But I still wasn't ready. I wasn't ready when I sensed the tension in the room. I knew before I looked up at the screen that I would see a round black hole where hope and resolution should have been found. Instead, in the crackle and pop of electronic noise, I heard the slow sobbing of a requiem for a dream. As I wordlessly walked out to the waiting room, fears swelled up where tears should have. Cancer: of the thyroid this time, or the parotid gland? What did it mean when a radiologist came in, suit coat flapping as he hurried to the equipment, and scanned my neck himself? What does "wait and see" really mean to a cancer patient? I suspended disbelief. I suspended belief. I hung, suspended, for two days. Suspended in reality, suspended in nightmare, suspended in prayer, suspended in the solace that was sleep.
The next appointment. A cardiologist. He informs me my heart failure is worsening, that my pulse is continuing to slow. That a pacemaker is indicated. Sends me to see a "heart failure" doctor. More fear, more tears locked in dry eyes, more words closed in a stinging throat. More suspension. I waited for Wednesday...five days. Eternity? Waited for suspension to drop me with a thud back into the dirt floor of cancer's reality.
Preparing for my appointment yesterday, that deep soul work that nothing can hasten, I sat at the keys and got used to playing with my feet. Pure joy. I felt God shouting this time (usually He whispers - or am I just deaf??): See, child, I know every detail of your heart. I know why it beats slow sometimes and fast others. I know why you faint. I know every hair on your head. I know your going out and coming in, your lying down and standing up. I know the hour and day of your death, and I am waiting here to welcome you home. Cancer, schmancer. This is God speaking, the God who throws two free organs at you in two days! This is the God that created sun, stars, heavens and earth. Babies, blessings, husbands, farmhouses, gourmet food, summer songs of crickets and frogs, winter refrain of birds and snowflakes. How could you doubt me? Trust me, because I am always here. Listening. Loving. Lavishing.
So in I walked to two appointments today. The first was very hard: no answers are clear, and when that happens...well, doctors start to think maybe the reason for your problems isn't physical.
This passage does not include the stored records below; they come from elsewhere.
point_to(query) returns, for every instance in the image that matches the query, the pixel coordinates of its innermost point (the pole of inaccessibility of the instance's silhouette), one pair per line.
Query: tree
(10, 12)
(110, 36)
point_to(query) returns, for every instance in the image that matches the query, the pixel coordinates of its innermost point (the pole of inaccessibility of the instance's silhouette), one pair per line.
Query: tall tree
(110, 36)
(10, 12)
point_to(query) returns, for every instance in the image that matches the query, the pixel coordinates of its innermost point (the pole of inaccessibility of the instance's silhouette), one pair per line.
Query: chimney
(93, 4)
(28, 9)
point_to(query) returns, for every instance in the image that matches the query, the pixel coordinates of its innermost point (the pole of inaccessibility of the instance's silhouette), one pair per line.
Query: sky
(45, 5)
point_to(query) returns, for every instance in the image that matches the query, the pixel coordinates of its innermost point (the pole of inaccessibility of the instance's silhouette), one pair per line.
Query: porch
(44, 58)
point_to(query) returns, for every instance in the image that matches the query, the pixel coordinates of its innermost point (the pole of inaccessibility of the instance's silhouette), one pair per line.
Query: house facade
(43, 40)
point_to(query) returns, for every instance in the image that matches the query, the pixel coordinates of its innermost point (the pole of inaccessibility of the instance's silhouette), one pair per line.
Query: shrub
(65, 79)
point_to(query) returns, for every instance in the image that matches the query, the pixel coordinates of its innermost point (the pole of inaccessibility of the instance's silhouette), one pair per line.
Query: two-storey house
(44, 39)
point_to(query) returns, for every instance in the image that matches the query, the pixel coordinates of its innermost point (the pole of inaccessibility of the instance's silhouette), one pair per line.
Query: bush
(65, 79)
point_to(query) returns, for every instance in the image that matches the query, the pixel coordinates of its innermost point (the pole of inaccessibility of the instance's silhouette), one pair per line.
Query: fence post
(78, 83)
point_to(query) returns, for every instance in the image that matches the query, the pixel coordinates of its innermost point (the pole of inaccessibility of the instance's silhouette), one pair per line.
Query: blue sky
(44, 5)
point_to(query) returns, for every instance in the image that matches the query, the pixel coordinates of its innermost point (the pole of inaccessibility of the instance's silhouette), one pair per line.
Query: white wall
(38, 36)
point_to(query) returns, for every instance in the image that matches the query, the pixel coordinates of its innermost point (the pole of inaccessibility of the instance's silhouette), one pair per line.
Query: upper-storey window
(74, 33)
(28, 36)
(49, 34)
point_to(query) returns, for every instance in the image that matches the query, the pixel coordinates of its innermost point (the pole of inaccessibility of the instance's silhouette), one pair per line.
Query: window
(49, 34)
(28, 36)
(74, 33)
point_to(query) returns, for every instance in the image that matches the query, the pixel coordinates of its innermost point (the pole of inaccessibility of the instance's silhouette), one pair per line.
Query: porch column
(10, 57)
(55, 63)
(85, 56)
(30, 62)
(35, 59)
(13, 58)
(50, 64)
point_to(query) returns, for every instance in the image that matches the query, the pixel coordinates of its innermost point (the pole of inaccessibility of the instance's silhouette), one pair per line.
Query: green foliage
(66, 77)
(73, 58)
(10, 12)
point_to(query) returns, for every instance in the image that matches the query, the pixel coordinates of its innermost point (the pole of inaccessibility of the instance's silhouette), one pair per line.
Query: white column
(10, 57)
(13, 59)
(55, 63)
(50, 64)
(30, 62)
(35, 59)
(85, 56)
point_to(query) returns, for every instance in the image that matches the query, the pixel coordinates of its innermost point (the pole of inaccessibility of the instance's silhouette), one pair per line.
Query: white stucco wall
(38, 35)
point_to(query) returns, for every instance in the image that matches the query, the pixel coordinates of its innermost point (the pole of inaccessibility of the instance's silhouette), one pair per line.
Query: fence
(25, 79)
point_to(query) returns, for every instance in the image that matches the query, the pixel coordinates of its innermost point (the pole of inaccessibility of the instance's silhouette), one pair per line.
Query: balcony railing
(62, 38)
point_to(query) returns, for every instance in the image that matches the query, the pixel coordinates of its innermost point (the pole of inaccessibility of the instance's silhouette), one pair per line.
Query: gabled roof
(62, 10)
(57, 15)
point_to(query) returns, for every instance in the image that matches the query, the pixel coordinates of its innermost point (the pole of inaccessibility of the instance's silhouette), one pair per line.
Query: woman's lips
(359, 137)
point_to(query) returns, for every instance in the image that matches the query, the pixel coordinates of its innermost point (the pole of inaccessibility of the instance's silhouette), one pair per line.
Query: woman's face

It isn't, I want to shout! It is spiritual. God allowed me to feel this, to be created this way. He hedges me in, and He goes before me. Who are you to say it is impossible for me to faint as much as I do? Who are you to question what is so abundantly clear in your data? Question he does anyway, this doctor. Infuses the whole care team with questions without answers. Next appointment: the lump in my neck is okay, for now. Stable, hasn't grown since last September. The question remains, why is it there? Why didn't the iodine kill it? It is a nodule, and it looks like cancer, but it doesn't suck up iodine and it doesn't show on whole body scans. So there are lots of questions about how best to monitor it, or if it should be biopsied or removed. I'll learn more on Friday when I visit my oncologist here in Eau Claire.
The neurologist is close to concluding, to handing me a diagnosis. In her opinion, I may have orthostatic intolerance, a condition on the dysautonomic spectrum of illness. Hard to treat. But at least a diagnosis. I might be best off cloistered in my farmhouse, taking some herbs now and then, continuing with my country doctors here in Eau Claire. Tonight I go to sleep, monitors humming away for the next 24 hours. Still beseeching God, this time for an answer instead of a Hammond organ (or two!).
And remembering that sweet, sweet sound of bluesy perfection joining the crickets and frogs in an Indian summer lament/praise for a God who is holy, tender, and extravagant and a world that is harsh and si bon mais si lassant.
2 comments:
Slowly getting to know you through your blog. I feel I have much to learn from you and I look forward to more reading. I have been praying for you since last week when I first found your blog and realized you would be doing your testing, consults, etc. Your Mom emailed me or left a comment on my blog confirming the dates. Just wanted you to know you have been and will be in my prayers. You are gifted in your writing and your heart for Christ speaks clearly!
Gen, I love you. God is in control of all. He is in control of your body, and He is good. This is all for His glory, and your body is being completely used. Sara Jean.